Luego se acercó el recorte a la cara y se lo pegó a la piel de modo que su nariz y la de George Trencom se tocaran por la punta. Y fue exactamente en ese momento, cuando las dos narices entraron en contacto, cuando Edward sintió que un cosquilleo electrizante (como si se estremeciera o se le pusiera la carne de gallina) recorría a toda velocidad la superficie de su cuerpo. El vello de los brazos se le puso de punta y los nervios de los hombros se le contrajeron involuntariamente. No le cabía ninguna duda. La nariz de George Trencom, fotografiada más de cuarenta años antes, estaba caliente al tacto.

Los observadores más descreídos dirían que el recorte había estado colocado en algún sitio donde diera un rayito de sol. Habrían advertido además que Edward lo había estado sujetando con las manos y que las tenía calientes y pegajosas. Pero a su modo de ver tales explicaciones no eran en absoluto satisfactorias. Siempre había sabido que la nariz de los Trencom tenía poderes sobrenaturales y ahora, por fin, lo había comprobado.

—Creo que George forma parte de una historia mucho más grande —dijo—. Me da la sensación de que… bueno, es difícil de concretar, pero… estoy seguro de que mi tío tenía razón desde el principio. Hay algo sospechoso en la nariz de los Trencom, algo raro sobre sus orígenes. Hay un retrato que encontré en la caja de papeles. Debe de tener por lo menos cuatrocientos años y el del retrato tiene exactamente mi misma nariz. Eso es prueba suficiente de que lleva siglos en la familia. No me extrañaría descubrir que él también murió por culpa de su nariz. Y su hijo. Y su nieto. Y todos ellos, todos, hasta mi propio abuelo y mi padre.

Herbert le lanzó una mirada escéptica.

—¿Es que no lo ves? —continuó Edward—. Sabían algo. Está claro que había algún propósito oculto que…

—Que les costó la vida —interrumpió Herbert—. Eso es cierto. Ten cuidado, Edward, ten cuidado. Puede que estés jugando con fuego.

—Les costó la vida, sí —dijo Edward—, pero a mino va a costarme la mía. A no ser, claro, que muera de frustración. No, en serio, todos estuvieron complicados en acciones bélicas. Mi padre murió en una emboscada de los alemanes. Y mi abuelo murió al final de una guerra particularmente sangrienta en Turquía. Mis circunstancias son muy distintas. Te aseguro que la curiosidad por sí sola no matará a este gato, aunque sea un gato Trencom.

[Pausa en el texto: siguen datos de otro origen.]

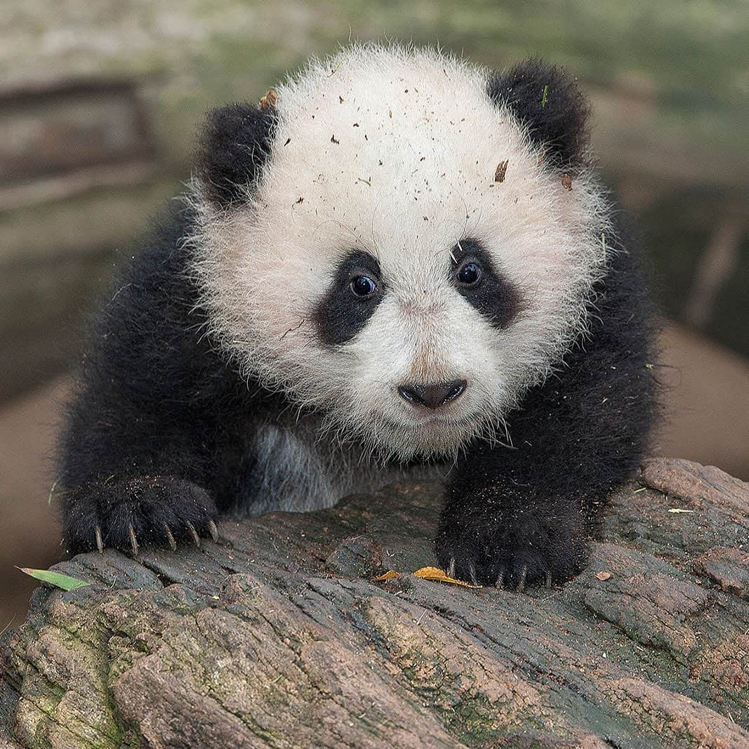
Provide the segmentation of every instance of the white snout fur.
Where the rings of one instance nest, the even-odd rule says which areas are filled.
[[[606,201],[586,174],[565,189],[486,79],[431,49],[349,47],[277,88],[275,140],[244,206],[218,210],[192,184],[193,271],[213,334],[248,376],[318,407],[324,428],[377,455],[511,438],[504,416],[585,330]],[[449,281],[467,237],[520,290],[506,329]],[[352,341],[326,346],[315,305],[353,249],[378,260],[386,293]],[[465,392],[429,416],[397,393],[452,379]]]

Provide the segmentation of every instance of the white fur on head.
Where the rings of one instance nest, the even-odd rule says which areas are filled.
[[[602,272],[607,207],[596,183],[576,175],[566,189],[489,100],[487,75],[398,46],[315,60],[277,89],[275,139],[246,204],[219,210],[195,185],[194,270],[213,333],[248,375],[321,408],[342,439],[378,455],[451,452],[492,436],[584,330]],[[465,237],[520,290],[523,312],[504,330],[449,280]],[[355,249],[377,258],[387,291],[352,341],[327,347],[314,310]],[[452,379],[466,392],[428,416],[396,391]]]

—Bueno, espero que tengas razón —dijo Herbert—. El pasado es territorio peligroso.

—Por cierto —prosiguió Edward, recopilando sus pensamientos—. Tengo otra pregunta que hacerte, sobre otro asunto. Dado que eres mi entendido en temas griegos, ¿te dice algo el nombre de Makarezos? Es una empresa de la calle Queen.

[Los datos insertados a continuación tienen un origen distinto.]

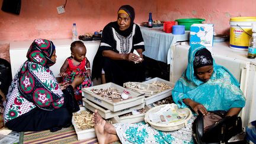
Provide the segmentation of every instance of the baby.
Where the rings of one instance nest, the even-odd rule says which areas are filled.
[[[75,97],[78,101],[82,100],[82,88],[92,85],[91,79],[90,63],[85,57],[87,49],[84,43],[81,41],[75,41],[71,43],[71,56],[66,59],[60,68],[60,75],[63,78],[63,82],[71,84],[75,76],[81,75],[85,76],[84,82],[78,85],[75,91]]]

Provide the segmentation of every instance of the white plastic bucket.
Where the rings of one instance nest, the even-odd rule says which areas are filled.
[[[252,34],[252,23],[256,23],[256,17],[234,17],[230,19],[230,47],[247,50]]]

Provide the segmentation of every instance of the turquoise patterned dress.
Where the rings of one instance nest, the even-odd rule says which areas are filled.
[[[183,102],[190,98],[202,104],[208,111],[226,110],[232,107],[243,107],[245,99],[234,76],[213,60],[213,73],[209,81],[203,82],[194,73],[193,61],[196,52],[205,49],[200,44],[190,47],[188,66],[172,90],[174,102],[180,108],[188,107]],[[186,127],[172,132],[157,130],[148,124],[114,124],[122,143],[194,143],[192,117]]]

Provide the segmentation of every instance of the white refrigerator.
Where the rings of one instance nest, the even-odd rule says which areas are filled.
[[[228,42],[215,43],[207,47],[216,63],[226,67],[240,82],[246,104],[240,113],[243,126],[256,120],[256,59],[247,57],[247,50],[229,47]],[[170,81],[175,82],[187,65],[190,46],[188,42],[177,43],[171,47]]]

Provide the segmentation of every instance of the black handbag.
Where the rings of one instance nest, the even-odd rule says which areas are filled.
[[[214,116],[220,117],[220,120],[213,123],[207,129],[204,127],[204,130],[206,119],[202,114],[199,114],[193,126],[193,136],[197,143],[228,143],[230,138],[242,132],[240,117],[225,117],[225,111],[209,112],[213,116],[215,115]]]

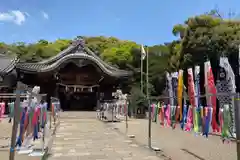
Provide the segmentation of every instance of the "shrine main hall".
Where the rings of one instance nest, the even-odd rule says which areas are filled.
[[[112,100],[117,88],[128,90],[132,75],[100,59],[81,39],[36,63],[0,55],[1,92],[13,93],[17,81],[40,86],[47,102],[57,97],[63,110],[93,110],[100,101]]]

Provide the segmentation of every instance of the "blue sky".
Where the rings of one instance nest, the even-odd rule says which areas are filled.
[[[218,8],[238,17],[239,0],[1,0],[0,41],[115,36],[153,45],[176,39],[175,24]]]

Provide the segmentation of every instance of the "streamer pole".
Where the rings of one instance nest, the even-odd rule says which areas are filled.
[[[236,124],[240,123],[240,96],[237,93],[237,96],[234,99],[234,108],[235,108],[235,122]],[[236,138],[237,138],[237,160],[240,160],[240,126],[235,125],[236,127]]]
[[[13,126],[12,126],[12,138],[11,138],[9,160],[14,160],[15,158],[17,130],[18,130],[18,123],[20,119],[20,91],[21,91],[21,84],[20,82],[18,82],[17,90],[16,90],[16,103],[14,105],[15,112],[14,112],[14,119],[13,119]]]

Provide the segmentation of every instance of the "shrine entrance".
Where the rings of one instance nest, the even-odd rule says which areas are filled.
[[[40,86],[40,92],[47,93],[49,109],[51,97],[57,97],[63,110],[94,110],[101,101],[112,100],[117,87],[132,83],[133,75],[104,62],[82,39],[72,41],[53,57],[36,63],[19,62],[11,68],[15,68],[18,81]]]
[[[101,75],[91,64],[82,67],[74,63],[59,70],[58,95],[63,110],[92,111],[97,107]]]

—¿Makarezos? —repitió Herbert—. Pues no he oído hablar de la empresa de la calle Queen, pero claro que me suena el nombre. Y me sorprende que no te suene a ti. Makarezos es uno de los miembros de la junta militar que gobierna Grecia. Nikolaos Makarezos, si no me equivoco. Aunque me temo que no sé si tiene relación con los Makarezos de la calle Queen. Pero qué preguntas más raras haces —dijo—. ¿Por qué diantre quieres saberlo?